Function to get the length of each sequence

In [35]:
def create_lengths(text):
    '''Create a data frame of the sentence lengths from a text'''
    lengths = []
    for sentence in text:
        lengths.append(len(sentence))
    return pd.DataFrame(lengths, columns=['counts'])

In [36]:
create_lengths(int_texts[:5])

Unnamed: 0,counts
0,659
1,95
2,171
3,22
4,209


Get statistic summary of the length of summaries and texts

In [37]:
lengths_texts = create_lengths(int_texts)

print("Texts:")
print(lengths_texts.describe())

Texts:
             counts
count  48133.000000
mean     409.901793
std      995.823531
min        2.000000
25%       67.000000
50%      159.000000
75%      391.000000
max    46004.000000


See what's the max squence length we can cover by percentile

In [38]:
# Inspect the length of texts
print(np.percentile(lengths_texts.counts, 90))
print(np.percentile(lengths_texts.counts, 95))
print(np.percentile(lengths_texts.counts, 99))

887.0
1496.0
4059.040000000001


Function to counts the number of time <UNK appears in a sentence

In [39]:
def unk_counter(sentence):
    '''Counts the number of time UNK appears in a sentence.'''
    unk_count = 0
    for word in sentence:
        if word == vocab_to_int["<UNK>"]:
            unk_count += 1
    return unk_count

Filter for length limit and number of UNKs

Sort the summaries and texts by the length of the element in texts from shortest to longest

In [44]:
max_text_length = 886 # This will cover up to 89.5% lengthes
min_length = 2
unk_text_limit = 1 # text can contain up to 1 UNK word

def filter_condition(item):
    int_text = item[0]
    if (len(int_text) >= min_length and 
       len(int_text) <= max_text_length and 
       unk_counter(int_text) <= unk_text_limit):
        return True
    else:
        return False

int_text_summaries = list(zip(int_texts))
int_text_summaries_filtered = list(filter(filter_condition, int_text_summaries))
sorted_int_text_summaries = sorted(int_text_summaries_filtered, key=lambda item: len(item[0]))
sorted_int_text_summaries = list(zip(*sorted_int_text_summaries))
sorted_summaries = list(sorted_int_text_summaries[0])
sorted_texts = list(sorted_int_text_summaries[0])
# Delete those temporary varaibles
del int_text_summaries, sorted_int_text_summaries, int_text_summaries_filtered
# Compare lengths to ensure they match
print(len(sorted_summaries))
print(len(sorted_texts))

31981
31981


Inspect the length of text in sorted_texts

In [45]:
lengths_texts = [len(text) for text in sorted_texts]
lengths_texts[:20]

[2, 2, 2, 2, 2, 2, 2, 2, 2, 2, 2, 2, 2, 2, 2, 2, 2, 2, 2, 2]

Save data for later use

In [46]:
import pickle
def __pickleStuff(filename, stuff):
    save_stuff = open(filename, "wb")
    pickle.dump(stuff, save_stuff)
    save_stuff.close()
def __loadStuff(filename):
    saved_stuff = open(filename,"rb")
    stuff = pickle.load(saved_stuff)
    saved_stuff.close()
    return stuff

In [47]:

__pickleStuff("clean_texts.p",clean_texts)

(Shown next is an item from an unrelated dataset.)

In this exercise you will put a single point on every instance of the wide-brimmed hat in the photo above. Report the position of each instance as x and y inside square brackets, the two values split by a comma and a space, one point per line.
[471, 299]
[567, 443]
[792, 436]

__pickleStuff("sorted_summaries.p",sorted_summaries)
__pickleStuff("sorted_texts.p",sorted_texts)
__pickleStuff("word_embedding_matrix.p",word_embedding_matrix)

__pickleStuff("vocab_to_int.p",vocab_to_int)
__pickleStuff("int_to_vocab.p",int_to_vocab)

# Building the Model

Create palceholders for inputs to the model

summary_length and text_length are the sentence lengths in a batch, and max_summary_length is the maximum length of a summary in a batch.

In [48]:
def model_inputs():
    input_data = tf.placeholder(tf.int32, [None, None], name='input')
    targets = tf.placeholder(tf.int32, [None, None], name='targets')
    lr = tf.placeholder(tf.float32, name='learning_rate')
    keep_prob = tf.placeholder(tf.float32, name='keep_prob')
    summary_length = tf.placeholder(tf.int32, (None,), name='summary_length')
    max_summary_length = tf.reduce_max(summary_length, name='max_dec_len')
    text_length = tf.placeholder(tf.int32, (None,), name='text_length')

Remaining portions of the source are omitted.